The Expanse, Season Six:
The final season of The Expanse waffles on how final it wants to be. While there is a great conclusion for the main characters of the show, there are many other scenes that see no resolution and are completely wasted (such as every scene on the planet of Laconia). I also got really tired of the character of Filip Inaros, who constantly looked like he was trying to boil a kettle of water with his stare. I enjoyed the show for the most part and would probably give the series as a whole a B-. It's worth struggling past the super-slow first season to get to some of the later good stuff.
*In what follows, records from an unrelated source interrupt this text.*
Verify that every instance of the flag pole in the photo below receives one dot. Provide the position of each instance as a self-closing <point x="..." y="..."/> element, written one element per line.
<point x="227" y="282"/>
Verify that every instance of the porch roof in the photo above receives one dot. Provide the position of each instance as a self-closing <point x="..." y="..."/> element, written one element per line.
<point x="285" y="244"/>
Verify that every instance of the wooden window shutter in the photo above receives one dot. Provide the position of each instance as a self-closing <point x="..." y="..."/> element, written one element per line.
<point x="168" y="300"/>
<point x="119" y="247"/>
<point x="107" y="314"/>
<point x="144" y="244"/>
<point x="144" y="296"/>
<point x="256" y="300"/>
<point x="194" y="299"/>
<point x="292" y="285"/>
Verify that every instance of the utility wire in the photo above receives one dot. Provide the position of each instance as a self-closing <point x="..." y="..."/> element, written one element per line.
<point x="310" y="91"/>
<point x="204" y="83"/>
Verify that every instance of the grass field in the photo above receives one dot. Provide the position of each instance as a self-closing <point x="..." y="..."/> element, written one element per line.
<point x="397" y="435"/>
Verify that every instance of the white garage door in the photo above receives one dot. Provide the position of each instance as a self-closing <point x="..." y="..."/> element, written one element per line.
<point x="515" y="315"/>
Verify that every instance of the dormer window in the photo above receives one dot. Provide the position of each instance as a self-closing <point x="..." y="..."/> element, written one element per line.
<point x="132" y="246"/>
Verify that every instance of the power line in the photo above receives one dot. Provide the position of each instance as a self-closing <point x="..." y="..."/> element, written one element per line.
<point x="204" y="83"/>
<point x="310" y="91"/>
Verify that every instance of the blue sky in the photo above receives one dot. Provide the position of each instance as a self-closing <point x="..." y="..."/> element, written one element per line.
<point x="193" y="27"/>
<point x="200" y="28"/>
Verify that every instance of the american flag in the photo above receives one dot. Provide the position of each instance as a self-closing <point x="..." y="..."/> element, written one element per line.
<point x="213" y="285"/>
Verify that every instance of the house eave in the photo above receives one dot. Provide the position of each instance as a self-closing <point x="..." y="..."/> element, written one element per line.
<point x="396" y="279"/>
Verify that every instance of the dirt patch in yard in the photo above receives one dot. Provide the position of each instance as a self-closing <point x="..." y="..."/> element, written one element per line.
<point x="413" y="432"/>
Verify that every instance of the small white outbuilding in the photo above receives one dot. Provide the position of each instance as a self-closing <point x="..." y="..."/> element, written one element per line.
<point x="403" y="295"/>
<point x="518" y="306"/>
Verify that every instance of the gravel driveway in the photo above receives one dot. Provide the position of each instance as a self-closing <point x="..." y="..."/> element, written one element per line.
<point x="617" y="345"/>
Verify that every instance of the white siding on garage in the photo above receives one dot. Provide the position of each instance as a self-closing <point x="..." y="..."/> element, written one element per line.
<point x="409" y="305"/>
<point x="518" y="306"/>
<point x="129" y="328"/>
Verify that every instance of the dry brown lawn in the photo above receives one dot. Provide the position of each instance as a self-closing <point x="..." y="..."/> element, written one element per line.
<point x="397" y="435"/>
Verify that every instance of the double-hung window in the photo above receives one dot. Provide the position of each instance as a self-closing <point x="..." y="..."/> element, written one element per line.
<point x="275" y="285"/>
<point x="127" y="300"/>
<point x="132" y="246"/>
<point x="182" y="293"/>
Free on Amazon Prime.

Final Grade: B

Silicon Valley, Season Six:
The formula for this show hasn't changed a bit (crass, over-the-top skewerings of Big Tech and West Coasters), but this is a really fun wrap-up for the series. The way the writers tied everything together was wonderful, and the "flash-foward mockumentary" style used in the series finale worked really well. This is a series I might watch again on the treadmill some day.

Final Grade: B+

Happy Endings, Season Two:
The second season of this show was uniformly awful, feeling like every other shallow sitcom out there. We only made it about 8 episodes in before promptly forgetting about it, and it's now collecting dust on top of the DVD player. Free on Netflix.

Final Grade: Not Graded

As We See It, S1:
This is a new show about three roommates on the autism spectrum navigating life. It balances the funny stuff and the heartwarming stuff very well. I told Rebecca that it was kind of like an anti This Is Us, a show that exists only to melodramatically tug at your heart strings -- here, the emotion feels real and well-earned. Free on Amazon Prime.